Celui-ci se compose d’un prétraitement, d’un traitement proprement dit, et d’une évacuation finale de eaux épurées.

Le prétraitement (fosse septique) : il a pour but de décanter les eaux et de dégrader certains polluants. Un dégraisseur peut être présent pour séparer les graisses dans les eaux grises (de vaisselle), qui vont rejoindre les eaux vannes (des toilettes).

Le traitement proprement dit : dans ce cas, des dispositifs «  extensifs » entrent en action. Ils ont pour principe le traitement naturel via un filtre planté, un lagunage, une zone humide reconstituée,… C’est un dispositif qui exige un espace plus ou moins conséquent, mais qui nécessite moins d’entretien (puisqu’il ne réclame pas d’intervention mécanique). Il présente aussi un certain intérêt esthétique. Il exige en outre des dispositifs « intensifs », qui rassemblent divers systèmes d’épuration avec un traitement mécanique et une oxygénation. On parler alors de «  minis stations d’épuration ».

L’évacuation finale des eaux épurées : elle s’effectue via une eau de surface ou une voie artificielle d’écoulement des eaux pluviales. L’évacuation est réalisée par infiltration dans le sol (épandage par drains dispersants, filtre à sable …) Pour autant que le système d’épuration individuel ne soit pas implanté dans une zone de prévention rapprochée de captage d’eau potable.

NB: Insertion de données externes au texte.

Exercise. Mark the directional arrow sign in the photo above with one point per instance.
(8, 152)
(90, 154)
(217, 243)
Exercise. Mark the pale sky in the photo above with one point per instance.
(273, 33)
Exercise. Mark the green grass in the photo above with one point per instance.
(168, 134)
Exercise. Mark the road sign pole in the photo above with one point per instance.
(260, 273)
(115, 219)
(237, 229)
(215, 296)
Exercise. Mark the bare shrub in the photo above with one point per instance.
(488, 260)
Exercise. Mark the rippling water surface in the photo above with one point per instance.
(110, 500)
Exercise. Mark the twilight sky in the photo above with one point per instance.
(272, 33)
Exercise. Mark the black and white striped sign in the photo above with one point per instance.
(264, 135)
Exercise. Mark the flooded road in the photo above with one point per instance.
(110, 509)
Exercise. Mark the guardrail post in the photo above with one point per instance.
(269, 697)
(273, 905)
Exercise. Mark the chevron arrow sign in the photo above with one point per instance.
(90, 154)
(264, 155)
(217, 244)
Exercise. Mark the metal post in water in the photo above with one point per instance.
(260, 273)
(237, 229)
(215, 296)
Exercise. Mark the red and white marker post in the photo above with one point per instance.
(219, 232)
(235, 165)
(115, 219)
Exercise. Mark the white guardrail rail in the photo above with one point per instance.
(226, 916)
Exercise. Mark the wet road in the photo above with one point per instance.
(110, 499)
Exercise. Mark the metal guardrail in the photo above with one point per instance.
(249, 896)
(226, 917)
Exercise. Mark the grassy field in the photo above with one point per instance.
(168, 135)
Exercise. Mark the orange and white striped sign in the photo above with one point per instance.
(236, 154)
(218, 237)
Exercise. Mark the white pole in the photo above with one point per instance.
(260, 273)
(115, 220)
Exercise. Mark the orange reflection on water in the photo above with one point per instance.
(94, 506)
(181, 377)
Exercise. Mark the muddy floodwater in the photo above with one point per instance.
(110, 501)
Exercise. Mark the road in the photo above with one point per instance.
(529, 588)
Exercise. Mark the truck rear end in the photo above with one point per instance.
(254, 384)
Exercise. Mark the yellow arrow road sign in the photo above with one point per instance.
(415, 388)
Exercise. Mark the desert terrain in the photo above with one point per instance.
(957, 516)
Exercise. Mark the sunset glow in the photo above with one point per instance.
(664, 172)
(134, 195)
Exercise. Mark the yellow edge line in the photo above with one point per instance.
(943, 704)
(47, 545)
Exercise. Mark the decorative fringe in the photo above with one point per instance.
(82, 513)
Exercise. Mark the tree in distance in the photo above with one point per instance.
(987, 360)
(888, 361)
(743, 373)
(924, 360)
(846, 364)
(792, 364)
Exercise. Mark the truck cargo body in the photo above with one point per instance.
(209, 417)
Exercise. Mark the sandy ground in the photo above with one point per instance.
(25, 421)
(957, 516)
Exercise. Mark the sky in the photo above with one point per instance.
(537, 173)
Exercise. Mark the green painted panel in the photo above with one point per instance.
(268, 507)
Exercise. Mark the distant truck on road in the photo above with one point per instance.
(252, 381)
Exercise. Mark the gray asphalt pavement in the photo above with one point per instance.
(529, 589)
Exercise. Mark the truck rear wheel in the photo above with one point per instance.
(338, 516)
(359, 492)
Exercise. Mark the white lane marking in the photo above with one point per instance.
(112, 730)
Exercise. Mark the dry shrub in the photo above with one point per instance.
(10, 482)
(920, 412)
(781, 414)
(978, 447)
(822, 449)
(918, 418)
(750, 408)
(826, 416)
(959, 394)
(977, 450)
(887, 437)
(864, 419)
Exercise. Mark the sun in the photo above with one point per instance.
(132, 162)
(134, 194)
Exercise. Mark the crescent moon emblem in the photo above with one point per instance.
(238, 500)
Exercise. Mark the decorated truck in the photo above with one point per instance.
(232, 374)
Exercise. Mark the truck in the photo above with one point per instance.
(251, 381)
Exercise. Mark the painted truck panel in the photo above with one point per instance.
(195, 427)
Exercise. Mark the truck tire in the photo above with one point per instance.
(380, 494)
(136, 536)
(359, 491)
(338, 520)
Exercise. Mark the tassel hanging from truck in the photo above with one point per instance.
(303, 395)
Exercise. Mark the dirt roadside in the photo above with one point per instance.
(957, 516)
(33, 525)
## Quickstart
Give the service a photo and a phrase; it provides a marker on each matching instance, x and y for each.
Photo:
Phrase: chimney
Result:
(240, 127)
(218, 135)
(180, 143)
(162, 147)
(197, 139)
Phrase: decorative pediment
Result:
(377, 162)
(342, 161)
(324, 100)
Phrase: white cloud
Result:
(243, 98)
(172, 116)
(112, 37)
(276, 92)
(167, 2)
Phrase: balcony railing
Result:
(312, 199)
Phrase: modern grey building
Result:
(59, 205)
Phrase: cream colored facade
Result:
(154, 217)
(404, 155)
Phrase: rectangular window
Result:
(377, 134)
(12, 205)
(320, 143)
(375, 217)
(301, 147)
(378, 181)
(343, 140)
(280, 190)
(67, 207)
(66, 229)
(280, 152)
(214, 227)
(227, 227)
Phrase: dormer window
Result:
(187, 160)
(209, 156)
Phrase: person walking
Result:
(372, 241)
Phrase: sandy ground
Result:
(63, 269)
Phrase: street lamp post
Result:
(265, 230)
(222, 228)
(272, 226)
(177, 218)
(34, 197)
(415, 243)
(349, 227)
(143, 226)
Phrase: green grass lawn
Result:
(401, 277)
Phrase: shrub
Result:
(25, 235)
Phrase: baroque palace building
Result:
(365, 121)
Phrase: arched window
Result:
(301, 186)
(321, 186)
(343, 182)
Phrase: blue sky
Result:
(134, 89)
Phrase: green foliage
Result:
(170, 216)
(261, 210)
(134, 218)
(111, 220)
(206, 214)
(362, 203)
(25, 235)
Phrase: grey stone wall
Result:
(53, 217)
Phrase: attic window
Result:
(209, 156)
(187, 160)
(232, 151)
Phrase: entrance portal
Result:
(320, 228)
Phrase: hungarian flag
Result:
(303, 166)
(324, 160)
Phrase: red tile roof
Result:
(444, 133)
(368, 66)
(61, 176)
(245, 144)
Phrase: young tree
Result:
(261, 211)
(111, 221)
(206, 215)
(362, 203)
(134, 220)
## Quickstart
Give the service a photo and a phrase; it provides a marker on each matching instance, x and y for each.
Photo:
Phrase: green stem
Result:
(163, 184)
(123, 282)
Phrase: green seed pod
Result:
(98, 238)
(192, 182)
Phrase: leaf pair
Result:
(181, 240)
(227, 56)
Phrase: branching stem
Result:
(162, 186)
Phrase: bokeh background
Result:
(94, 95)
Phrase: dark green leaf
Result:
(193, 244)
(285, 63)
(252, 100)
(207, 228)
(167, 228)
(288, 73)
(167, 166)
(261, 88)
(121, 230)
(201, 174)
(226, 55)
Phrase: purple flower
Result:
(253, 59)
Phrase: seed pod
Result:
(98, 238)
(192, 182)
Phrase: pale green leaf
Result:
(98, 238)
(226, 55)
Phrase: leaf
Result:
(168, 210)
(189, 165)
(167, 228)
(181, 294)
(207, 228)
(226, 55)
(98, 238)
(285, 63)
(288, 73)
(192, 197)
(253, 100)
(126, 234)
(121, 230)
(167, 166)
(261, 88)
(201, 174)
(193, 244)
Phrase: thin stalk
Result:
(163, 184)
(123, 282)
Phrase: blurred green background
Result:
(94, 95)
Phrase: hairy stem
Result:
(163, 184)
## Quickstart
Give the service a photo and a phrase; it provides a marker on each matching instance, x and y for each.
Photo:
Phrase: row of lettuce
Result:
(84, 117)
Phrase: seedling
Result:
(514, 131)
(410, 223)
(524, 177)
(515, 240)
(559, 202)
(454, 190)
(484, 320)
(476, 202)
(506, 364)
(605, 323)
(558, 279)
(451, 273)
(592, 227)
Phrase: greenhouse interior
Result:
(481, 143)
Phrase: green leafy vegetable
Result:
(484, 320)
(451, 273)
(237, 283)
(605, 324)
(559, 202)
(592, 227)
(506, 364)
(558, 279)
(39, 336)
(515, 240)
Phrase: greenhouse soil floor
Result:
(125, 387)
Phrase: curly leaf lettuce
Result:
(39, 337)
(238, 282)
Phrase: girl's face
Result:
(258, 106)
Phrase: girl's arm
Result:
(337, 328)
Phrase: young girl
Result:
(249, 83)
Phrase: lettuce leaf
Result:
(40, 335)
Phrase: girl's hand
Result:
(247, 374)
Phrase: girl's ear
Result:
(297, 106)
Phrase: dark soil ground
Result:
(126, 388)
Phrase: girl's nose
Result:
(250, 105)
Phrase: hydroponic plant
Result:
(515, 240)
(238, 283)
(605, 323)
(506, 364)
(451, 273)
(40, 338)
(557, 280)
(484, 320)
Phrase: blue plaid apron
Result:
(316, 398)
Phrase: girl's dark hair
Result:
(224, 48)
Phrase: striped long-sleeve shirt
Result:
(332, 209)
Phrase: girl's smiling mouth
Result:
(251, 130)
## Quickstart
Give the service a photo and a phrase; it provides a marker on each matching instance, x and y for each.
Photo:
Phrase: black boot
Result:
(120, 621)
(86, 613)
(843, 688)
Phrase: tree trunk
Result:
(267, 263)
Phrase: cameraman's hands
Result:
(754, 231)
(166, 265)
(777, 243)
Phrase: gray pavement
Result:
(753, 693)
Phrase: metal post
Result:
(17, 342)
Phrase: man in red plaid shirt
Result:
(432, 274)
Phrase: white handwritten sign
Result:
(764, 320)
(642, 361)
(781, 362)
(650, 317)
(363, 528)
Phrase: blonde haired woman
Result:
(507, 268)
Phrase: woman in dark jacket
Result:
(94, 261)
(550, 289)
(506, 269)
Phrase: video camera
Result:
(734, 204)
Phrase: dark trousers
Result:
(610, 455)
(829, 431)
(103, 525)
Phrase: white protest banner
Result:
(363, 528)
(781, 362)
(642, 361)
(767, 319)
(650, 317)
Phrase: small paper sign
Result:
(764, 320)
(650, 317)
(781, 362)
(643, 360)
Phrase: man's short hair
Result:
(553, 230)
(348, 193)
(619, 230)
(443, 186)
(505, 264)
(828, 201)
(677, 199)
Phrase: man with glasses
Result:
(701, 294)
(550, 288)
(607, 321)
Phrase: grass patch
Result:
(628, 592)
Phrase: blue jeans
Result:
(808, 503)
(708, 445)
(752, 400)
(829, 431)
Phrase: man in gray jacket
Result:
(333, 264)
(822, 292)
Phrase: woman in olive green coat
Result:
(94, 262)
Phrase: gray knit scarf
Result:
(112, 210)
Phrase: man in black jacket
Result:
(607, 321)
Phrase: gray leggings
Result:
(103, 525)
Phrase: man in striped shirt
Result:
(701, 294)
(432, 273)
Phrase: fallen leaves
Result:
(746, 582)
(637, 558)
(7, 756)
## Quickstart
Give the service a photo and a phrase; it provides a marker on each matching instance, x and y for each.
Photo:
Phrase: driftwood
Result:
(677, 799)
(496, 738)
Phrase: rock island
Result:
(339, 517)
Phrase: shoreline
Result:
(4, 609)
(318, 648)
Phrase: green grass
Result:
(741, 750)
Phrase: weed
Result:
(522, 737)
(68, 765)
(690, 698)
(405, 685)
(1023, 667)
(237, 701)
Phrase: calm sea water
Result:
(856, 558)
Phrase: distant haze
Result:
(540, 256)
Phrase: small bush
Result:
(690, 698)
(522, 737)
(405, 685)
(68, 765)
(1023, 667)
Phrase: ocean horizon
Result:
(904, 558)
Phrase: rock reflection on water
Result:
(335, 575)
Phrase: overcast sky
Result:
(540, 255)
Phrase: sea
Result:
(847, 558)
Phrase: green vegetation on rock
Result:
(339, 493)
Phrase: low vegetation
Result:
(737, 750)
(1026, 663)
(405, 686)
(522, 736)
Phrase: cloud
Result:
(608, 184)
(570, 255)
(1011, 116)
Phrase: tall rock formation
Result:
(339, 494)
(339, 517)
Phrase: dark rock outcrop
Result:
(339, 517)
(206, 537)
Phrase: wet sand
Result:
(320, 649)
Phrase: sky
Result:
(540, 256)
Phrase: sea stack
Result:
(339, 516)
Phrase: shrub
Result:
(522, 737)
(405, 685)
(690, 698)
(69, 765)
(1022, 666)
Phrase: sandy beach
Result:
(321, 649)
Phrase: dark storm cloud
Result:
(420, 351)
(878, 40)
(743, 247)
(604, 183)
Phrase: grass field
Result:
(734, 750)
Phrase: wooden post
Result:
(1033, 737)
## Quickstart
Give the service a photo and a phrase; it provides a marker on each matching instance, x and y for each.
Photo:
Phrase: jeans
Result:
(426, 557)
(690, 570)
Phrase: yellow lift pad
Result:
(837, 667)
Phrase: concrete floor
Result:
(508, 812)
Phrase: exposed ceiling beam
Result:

Attention, les eaux de pluie ne peuvent pas passer par le système d’épuration individuel.  Elles seront soit récupérées pour être utilisées dans la maison, soit dirigées en aval du système d’épuration pour être évacuées avec les eaux épurées.

Quelques points d’attention !

Le bon fonctionnement d’un système d’épuration individuel dépend de sa qualité, de son installation correcte et de son entretien régulier ( vidange, nettoyage).

Il est nécessaire de limiter les produits de nettoyage (comme l’eau de javel) qui tuent les micros organismes, lesquels, épurent l’eau. Faites également vérifier périodiquement les différents éléments de votre système, et videz votre fosse septique une fois par an.

Depuis l’entrée en vigueur du permis d’environnement en 2002, un système d’épuration individuel est considéré comme un établissement classé, c’est-à-dire que vous devez demander un permis d’environnement à la commune avant de commencer les travaux.